The country's youths tend to prefer white-collar office jobs after receiving general education. But not everybody can fulfil that goal. The BBS surveys have clearly shown a linkage between higher education and unemployment. These surveys indicated that the unemployment rate among those who did not receive any formal education was 4.6 per cent. But for those completing primary, secondary and higher secondary education, the rates were 13 per cent, 14.6 per cent and 51.5 per cent respectively. About 47 per cent among those who obtained Bachelor's or Master's degrees did not consider their jobs to be appropriate or commensurate with their expectations.

At the same time, opportunities for imparting training to technical teachers still remain insufficient. Set up in 1966 for a few polytechnic institutes, the lone technical Teachers' Training College still offers 30 seats for admission each year. And the sole vocational teachers' training institute in Bogura appears to have minimal impact on technical teachers' training. At least 400,000 well-trained teachers would be required if the National Skills Development Policy is to be implemented properly. If the teachers themselves are not well-prepared for meeting the demands of fourth industrial revolution, then how can we expect them to educate students in large numbers?

A trend in recent times among the technical education diploma holders has been to seek admission to undergraduate courses. But that consumes a lot of time, and not much value is added to their skills for the jobs market after losing additional four years. Moreover, they have to compete with other graduates then for employment.

Singapore is a good example where the young TVET diploma holders are playing a crucial role in the technological transformation of the manufacturing sector; diplomas are certainly not a bar to their career progression if they perform well in respective jobs. Bangladesh can learn and benefit a lot by following the example of Singapore in the TVET sector.

The latest BBS data have revealed that about 25 per cent of our youths are involved neither in education, nor in training, nor in any jobs. Those who have lost jobs or would lose them due to Covid-19 could be added to this figure. Besides, many expatriate workers are also likely to return home if they lose their jobs in the coming days. Consequently, the competition in the jobs market would be fiercer in the post-Covid-19 era.

Among the returning overseas workers, there would be many skilled ones. While the unskilled or semi-skilled workers would need to upgrade their technical skills, the skilled ones would require incentives and official patronage for becoming entrepreneurs. At present, the Ministry of Expatriates Welfare and Overseas Employment has a fund of Tk 20 billion for extending incentives to them. The ministry should see to it that the skilled workers generate employment opportunities not only for themselves, but also for others.

The technologically developed countries of Asia such as Japan, Korea, China and Singapore have built vast infrastructures for technical and vocational education. Side by side, they have been able to promote and ensure social recognition for this category of jobholders.

Therefore, in Bangladesh, emphasis should be placed on proper social appreciation of these technical personnel through changes in societal mindset alongside building required infrastructures. Enhancing technical skills of over 2.0 million youths who enter the jobs market every year has been a huge challenge in the wake of rapid technological progress. Attention should also be paid to ensuring greater participation of women and backward segments of population in this endeavour for the sake of equitable growth.
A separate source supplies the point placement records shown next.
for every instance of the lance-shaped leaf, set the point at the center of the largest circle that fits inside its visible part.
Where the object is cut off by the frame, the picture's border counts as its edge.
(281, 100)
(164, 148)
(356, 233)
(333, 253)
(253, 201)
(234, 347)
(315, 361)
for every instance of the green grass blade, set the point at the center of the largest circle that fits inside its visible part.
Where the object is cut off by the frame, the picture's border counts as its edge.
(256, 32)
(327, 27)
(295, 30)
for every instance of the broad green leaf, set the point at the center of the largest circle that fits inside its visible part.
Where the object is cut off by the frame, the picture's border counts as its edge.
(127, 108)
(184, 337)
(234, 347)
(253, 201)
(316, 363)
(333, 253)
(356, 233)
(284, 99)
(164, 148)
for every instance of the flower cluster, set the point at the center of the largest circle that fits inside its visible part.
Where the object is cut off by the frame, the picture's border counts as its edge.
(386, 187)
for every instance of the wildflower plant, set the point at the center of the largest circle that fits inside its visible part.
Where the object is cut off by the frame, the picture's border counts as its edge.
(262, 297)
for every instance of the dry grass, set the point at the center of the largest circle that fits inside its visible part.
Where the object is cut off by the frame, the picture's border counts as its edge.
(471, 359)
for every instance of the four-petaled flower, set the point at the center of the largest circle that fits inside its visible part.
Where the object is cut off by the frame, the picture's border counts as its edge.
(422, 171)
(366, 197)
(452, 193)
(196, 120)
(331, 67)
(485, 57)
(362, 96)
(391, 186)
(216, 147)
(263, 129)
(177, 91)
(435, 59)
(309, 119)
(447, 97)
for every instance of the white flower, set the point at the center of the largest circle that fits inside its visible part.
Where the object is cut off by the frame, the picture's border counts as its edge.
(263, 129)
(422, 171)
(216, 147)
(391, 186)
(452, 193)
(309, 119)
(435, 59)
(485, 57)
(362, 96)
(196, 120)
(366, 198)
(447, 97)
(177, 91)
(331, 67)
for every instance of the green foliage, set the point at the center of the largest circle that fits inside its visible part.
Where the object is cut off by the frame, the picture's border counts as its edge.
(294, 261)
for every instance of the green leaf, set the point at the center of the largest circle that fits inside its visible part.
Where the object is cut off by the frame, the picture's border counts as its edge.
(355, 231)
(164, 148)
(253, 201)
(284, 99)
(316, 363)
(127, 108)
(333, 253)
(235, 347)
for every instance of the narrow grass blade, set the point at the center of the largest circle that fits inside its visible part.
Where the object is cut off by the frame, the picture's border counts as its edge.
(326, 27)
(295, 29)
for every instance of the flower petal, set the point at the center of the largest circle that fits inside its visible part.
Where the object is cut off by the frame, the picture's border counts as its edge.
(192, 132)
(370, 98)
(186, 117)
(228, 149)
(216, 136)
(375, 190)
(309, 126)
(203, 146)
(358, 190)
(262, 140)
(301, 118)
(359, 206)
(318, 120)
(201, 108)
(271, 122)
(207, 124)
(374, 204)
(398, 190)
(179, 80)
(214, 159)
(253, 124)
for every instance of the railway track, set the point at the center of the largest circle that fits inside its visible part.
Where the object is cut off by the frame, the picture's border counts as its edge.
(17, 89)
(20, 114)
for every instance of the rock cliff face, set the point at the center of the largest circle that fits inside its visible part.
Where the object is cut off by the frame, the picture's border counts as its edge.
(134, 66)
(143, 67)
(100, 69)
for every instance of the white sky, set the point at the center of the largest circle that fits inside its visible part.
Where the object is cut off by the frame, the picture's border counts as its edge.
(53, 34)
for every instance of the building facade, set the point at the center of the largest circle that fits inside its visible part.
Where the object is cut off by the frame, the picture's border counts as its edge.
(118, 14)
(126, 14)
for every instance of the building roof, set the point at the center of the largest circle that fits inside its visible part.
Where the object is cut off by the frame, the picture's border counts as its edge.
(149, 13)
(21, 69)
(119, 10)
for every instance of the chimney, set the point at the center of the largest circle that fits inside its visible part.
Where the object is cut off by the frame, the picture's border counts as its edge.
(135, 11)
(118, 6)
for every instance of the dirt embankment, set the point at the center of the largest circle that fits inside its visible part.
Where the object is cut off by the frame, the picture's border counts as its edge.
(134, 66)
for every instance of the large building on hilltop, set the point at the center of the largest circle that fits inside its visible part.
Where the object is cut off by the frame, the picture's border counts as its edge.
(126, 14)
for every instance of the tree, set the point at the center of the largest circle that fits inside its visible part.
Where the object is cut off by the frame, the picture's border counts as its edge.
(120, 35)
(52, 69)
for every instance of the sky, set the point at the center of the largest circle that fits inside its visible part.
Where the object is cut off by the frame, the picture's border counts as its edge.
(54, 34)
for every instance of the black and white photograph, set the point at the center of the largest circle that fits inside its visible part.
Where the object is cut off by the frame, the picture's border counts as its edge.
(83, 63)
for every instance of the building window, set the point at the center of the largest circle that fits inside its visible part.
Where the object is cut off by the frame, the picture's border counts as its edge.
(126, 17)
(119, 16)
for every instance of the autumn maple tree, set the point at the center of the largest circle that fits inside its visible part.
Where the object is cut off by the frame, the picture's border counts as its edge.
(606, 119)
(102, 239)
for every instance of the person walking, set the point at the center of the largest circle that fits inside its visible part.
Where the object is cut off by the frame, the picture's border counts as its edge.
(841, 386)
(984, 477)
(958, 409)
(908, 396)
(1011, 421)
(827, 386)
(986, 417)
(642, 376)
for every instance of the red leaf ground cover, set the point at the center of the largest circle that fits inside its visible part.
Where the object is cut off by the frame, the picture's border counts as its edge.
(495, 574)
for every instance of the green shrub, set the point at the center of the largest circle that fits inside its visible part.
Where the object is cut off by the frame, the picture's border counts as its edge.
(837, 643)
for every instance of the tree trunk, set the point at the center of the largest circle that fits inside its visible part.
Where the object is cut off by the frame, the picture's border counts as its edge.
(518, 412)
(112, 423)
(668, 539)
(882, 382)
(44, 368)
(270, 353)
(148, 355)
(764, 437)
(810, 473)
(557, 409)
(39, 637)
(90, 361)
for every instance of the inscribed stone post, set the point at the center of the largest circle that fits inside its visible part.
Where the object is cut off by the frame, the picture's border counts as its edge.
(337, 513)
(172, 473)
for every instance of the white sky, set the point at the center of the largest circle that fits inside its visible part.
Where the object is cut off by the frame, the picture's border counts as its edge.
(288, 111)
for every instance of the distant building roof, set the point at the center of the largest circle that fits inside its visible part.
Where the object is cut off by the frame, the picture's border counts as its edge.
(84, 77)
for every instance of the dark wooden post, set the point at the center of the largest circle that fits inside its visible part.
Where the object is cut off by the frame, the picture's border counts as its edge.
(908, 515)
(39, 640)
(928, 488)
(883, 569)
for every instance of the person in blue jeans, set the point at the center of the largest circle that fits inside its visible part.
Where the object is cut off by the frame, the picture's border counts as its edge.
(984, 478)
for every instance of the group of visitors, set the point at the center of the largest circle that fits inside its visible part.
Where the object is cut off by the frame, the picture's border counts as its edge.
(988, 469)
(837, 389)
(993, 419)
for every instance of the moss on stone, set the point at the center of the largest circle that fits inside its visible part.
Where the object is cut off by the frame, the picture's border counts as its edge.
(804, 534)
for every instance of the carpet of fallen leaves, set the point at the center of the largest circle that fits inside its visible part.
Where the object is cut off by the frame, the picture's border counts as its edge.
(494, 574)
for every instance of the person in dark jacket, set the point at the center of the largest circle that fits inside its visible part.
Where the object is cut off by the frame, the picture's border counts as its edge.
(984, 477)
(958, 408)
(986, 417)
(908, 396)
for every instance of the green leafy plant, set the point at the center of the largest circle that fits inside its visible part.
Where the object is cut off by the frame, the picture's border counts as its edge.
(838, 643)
There is no alternative to expansion of quality technical education if Bangladesh is to graduate into an upper middle-income nation through proper grooming of a multi-dimensional and technically-skilled manpower. This would become all the more important in the post-pandemic global reality. The earlier the authorities concerned realise this, the better will it be for the nation and the economy.

Dr. Helal Uddin Ahmed is a retired Additional Secretary and former Editor of Bangladesh Quarterly.